The lawsuit argues that Oracle has created a network that tracks people in real-time, records the personal information of millions of people, and sells the information on to third parties.
Oracle has over 70 million active users and its most recent full-year revenue was $42.4 billion.
The suit accuses Oracle of collecting the data in various ways, such as through the use of its BlueKai tracking cookies, and then selling the information directly or through its “ID Graph” and other related products and services derived from its data.
Filing the lawsuit are privacy rights activists Micheal Katz-Lacabe and Johnny Ryan, and University of Maryland professor Jennifer Golbeck.

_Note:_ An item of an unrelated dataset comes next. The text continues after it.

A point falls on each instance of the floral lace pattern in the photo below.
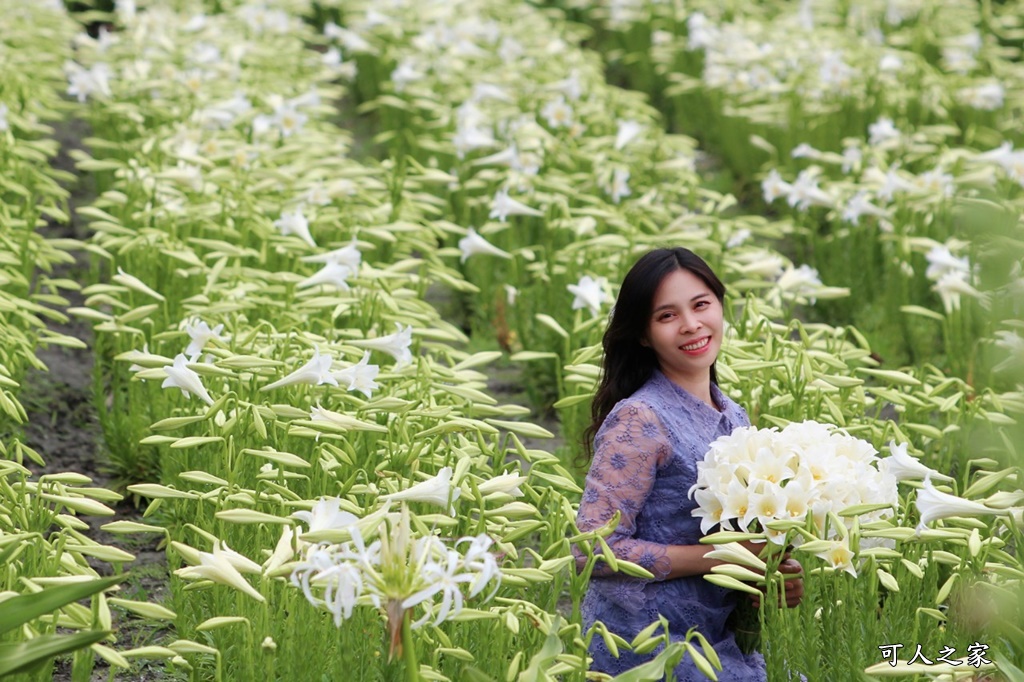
(645, 458)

The plaintiffs claim to have data that proves Oracle has created profiles of them without their consent, and are asking for a halt in Oracle’s operation whilst also seeking compensation for the “financial, dignitary, reputational, and relational harms Oracle has caused”.
One of the plaintiffs, Ryan, said, “this is a Fortune 500 company on a dangerous mission to track where every person in the world goes, and what they do. We are taking this action to stop Oracle’s surveillance machine.”
Ryan is a part of the Irish Council for Civil Liberties (ICCL), which also said in a statement: “Oracle’s dossiers about people include names, home addresses, emails, purchases online and in the real world, physical movements in the real world, income, interests, and political views.”
The lawsuit was filed last week in the Northern District of California and alleges that Oracle has violated the Federal Electronic Communications Privacy Act, the Constitution of the State of California, the California Invasion of Privacy Act, competition law, and the common law.
TechInformed contacted Oracle for comment with no reply.